On 06/16/2015 03:19 AM, Kevin Hilman wrote:
Riku Voipio riku.voipio@linaro.org writes:
On 11 June 2015 at 15:18, Milosz Wasilewski milosz.wasilewski@linaro.org wrote:
On 11 June 2015 at 09:31, Alex Shi alex.shi@linaro.org wrote:
The following format would be better than current. | kernel 1| kernel 2| |benchmark 1| value x | value x2| |benchmark 2| value y | value y2|
Again, this isn't possible for single run as we're only running on a single kernel. Such feature requires raw data postprocessing ans most likely will not be a part of LAVA. LAVA will be used to run tests and store raw data. The comparison will happen somewhere else. I just had a meeting with ARM ART (Android RunTime) team and they requested similar comparison features for their benchmarks.
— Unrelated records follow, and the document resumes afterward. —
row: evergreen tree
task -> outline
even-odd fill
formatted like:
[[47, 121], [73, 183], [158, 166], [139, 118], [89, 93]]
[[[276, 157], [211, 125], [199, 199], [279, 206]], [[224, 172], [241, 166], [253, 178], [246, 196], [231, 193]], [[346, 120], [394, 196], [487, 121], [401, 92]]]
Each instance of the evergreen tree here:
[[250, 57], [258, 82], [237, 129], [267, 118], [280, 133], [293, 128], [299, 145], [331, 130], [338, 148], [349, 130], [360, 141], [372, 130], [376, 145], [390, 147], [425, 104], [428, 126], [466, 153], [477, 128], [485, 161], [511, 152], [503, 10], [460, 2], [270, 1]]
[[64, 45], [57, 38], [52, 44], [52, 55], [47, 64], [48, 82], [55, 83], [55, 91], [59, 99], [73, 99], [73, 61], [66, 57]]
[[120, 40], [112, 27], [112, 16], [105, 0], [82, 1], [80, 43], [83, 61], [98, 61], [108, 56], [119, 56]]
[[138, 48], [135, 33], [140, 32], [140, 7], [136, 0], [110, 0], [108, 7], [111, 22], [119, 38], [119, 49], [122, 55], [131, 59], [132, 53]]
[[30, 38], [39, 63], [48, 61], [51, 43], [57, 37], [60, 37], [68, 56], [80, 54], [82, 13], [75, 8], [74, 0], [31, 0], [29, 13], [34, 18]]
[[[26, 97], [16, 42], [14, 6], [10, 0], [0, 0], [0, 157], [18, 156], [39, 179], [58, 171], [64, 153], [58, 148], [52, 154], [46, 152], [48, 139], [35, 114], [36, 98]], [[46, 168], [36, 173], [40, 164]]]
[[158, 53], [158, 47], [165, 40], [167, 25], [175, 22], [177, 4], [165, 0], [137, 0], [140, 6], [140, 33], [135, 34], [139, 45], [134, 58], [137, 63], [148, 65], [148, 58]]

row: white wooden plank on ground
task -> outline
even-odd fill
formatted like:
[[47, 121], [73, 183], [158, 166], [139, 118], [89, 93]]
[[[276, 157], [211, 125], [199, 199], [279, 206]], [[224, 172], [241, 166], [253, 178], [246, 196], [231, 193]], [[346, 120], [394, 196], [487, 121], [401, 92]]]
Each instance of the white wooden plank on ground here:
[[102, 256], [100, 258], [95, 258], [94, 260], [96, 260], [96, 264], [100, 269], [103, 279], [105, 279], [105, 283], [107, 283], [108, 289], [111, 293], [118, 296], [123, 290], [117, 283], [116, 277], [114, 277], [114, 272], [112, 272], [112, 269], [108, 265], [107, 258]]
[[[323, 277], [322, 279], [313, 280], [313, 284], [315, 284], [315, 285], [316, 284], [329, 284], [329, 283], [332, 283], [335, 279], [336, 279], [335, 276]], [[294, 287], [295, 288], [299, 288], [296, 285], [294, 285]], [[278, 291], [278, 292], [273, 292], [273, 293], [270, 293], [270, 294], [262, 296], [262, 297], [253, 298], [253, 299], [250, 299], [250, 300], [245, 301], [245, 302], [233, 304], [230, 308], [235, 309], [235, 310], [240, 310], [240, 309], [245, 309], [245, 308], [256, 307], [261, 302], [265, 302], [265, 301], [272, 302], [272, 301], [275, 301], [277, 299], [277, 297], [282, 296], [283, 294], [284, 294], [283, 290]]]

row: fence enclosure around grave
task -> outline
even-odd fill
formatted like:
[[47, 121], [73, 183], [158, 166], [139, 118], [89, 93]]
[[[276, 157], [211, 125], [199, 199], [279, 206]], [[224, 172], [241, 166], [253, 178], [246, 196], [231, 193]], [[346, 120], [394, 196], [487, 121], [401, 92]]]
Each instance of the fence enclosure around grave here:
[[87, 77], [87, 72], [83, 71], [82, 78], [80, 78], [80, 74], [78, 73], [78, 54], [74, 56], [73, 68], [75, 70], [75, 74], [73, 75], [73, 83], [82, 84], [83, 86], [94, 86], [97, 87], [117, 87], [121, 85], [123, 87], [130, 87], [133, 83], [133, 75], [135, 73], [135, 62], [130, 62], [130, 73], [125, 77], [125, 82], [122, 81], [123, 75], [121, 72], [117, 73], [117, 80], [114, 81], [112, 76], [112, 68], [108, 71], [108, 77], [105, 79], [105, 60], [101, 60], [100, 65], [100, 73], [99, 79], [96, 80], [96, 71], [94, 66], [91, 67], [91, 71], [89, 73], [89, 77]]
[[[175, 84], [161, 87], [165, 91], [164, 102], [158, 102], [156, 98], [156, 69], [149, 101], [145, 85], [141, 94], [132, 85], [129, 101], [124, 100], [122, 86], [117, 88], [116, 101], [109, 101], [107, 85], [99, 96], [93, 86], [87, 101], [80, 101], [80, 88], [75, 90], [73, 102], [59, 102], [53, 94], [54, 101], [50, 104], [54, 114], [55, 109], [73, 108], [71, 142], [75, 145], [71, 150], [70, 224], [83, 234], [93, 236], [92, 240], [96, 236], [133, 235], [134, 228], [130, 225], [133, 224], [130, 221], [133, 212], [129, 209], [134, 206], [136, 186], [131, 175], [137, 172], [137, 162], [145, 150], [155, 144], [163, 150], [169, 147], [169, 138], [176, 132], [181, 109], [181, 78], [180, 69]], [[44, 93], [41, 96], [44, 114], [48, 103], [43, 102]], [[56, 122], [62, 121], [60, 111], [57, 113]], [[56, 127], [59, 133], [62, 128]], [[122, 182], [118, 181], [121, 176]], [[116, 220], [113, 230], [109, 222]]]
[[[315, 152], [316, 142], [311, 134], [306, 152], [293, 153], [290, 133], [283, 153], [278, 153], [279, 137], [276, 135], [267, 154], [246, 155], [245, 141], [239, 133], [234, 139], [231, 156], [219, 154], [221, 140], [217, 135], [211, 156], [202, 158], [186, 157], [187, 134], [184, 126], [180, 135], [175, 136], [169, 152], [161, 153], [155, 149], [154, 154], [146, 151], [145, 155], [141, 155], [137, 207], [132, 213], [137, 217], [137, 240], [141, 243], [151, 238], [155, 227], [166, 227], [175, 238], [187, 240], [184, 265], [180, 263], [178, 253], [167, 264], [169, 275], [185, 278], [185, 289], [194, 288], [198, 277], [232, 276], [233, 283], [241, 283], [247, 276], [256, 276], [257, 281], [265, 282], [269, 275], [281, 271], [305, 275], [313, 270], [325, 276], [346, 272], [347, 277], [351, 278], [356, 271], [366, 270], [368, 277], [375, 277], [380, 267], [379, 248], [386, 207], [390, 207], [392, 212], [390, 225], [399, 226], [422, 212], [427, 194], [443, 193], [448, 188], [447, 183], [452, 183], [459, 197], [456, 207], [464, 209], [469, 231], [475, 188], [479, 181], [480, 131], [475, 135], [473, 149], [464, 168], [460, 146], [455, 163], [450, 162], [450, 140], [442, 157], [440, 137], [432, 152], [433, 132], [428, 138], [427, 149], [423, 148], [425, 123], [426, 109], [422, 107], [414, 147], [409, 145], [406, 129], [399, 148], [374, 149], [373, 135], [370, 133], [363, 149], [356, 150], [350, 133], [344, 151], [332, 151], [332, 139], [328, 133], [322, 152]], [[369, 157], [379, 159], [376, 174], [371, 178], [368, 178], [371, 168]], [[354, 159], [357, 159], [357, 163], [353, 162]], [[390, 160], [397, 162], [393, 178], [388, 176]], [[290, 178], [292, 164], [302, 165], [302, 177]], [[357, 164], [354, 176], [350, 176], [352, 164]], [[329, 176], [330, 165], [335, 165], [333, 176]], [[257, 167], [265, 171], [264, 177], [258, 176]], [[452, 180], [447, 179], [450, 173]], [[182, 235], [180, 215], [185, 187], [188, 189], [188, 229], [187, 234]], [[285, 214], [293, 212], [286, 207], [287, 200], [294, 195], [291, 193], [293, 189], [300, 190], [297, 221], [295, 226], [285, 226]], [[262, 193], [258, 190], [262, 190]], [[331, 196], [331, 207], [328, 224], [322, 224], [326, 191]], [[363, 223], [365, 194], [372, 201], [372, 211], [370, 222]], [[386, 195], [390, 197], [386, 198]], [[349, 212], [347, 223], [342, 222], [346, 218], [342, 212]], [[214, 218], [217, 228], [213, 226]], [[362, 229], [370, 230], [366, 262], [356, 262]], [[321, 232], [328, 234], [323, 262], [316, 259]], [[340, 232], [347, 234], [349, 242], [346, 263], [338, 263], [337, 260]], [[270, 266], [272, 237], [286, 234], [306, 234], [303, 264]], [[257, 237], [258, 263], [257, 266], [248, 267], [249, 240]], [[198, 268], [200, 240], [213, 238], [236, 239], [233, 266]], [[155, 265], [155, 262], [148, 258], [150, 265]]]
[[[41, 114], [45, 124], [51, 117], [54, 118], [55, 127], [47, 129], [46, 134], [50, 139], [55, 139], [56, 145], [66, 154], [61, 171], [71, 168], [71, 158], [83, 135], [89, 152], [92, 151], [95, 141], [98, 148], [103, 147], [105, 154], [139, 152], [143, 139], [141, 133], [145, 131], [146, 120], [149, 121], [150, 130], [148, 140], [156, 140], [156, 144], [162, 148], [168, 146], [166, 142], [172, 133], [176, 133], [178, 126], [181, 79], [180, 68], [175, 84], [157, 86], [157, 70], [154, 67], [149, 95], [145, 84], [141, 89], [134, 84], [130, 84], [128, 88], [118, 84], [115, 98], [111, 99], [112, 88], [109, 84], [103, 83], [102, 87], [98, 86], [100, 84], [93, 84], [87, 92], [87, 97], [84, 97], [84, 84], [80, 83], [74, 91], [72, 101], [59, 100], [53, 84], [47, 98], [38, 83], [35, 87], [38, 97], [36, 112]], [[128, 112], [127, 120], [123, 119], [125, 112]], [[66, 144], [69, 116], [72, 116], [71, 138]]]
They are willing to share code they're using. This includes DB for storing the benchmark results and some scripts that do comparison. So eventually we will get the build-to-build or branch-to-branch comparison. For the moment let's focus on collecting the benchmark data and making sure we store everything you need.
It seems LKP itself has result comparing tools. We can upload the raw data as a test run attachment to LAVA, and extract them for post processing with LKP scripts. It is worth at least testing these before re-inventing them.
From a kernel developer PoV, I just want to re-iterate that what's most important for these performance/benchmark "tests" is not the specific values/results, but the comparison of results to other kernels and the trends over time. The trending could be done with LAVA image reports, but the comparison to other kernels will likely need to be some external post-processing tool.
Of course, the first phase is the simple pass/fail so we know the benchmarks actualy run (or why they didn't) but the more important phase is the ability to compare performance/benchmarks.
Yes, definitely!
When the different performance result show on different kernel on a same specific board, we know the kernel has an performance issue. Then performance monitor tools, like vmstat/iostat, or the kernel profiling data will give some clues for problem location. Further more, if the testing infrastructure can locate the buggy commit via bisection, it would be perfect!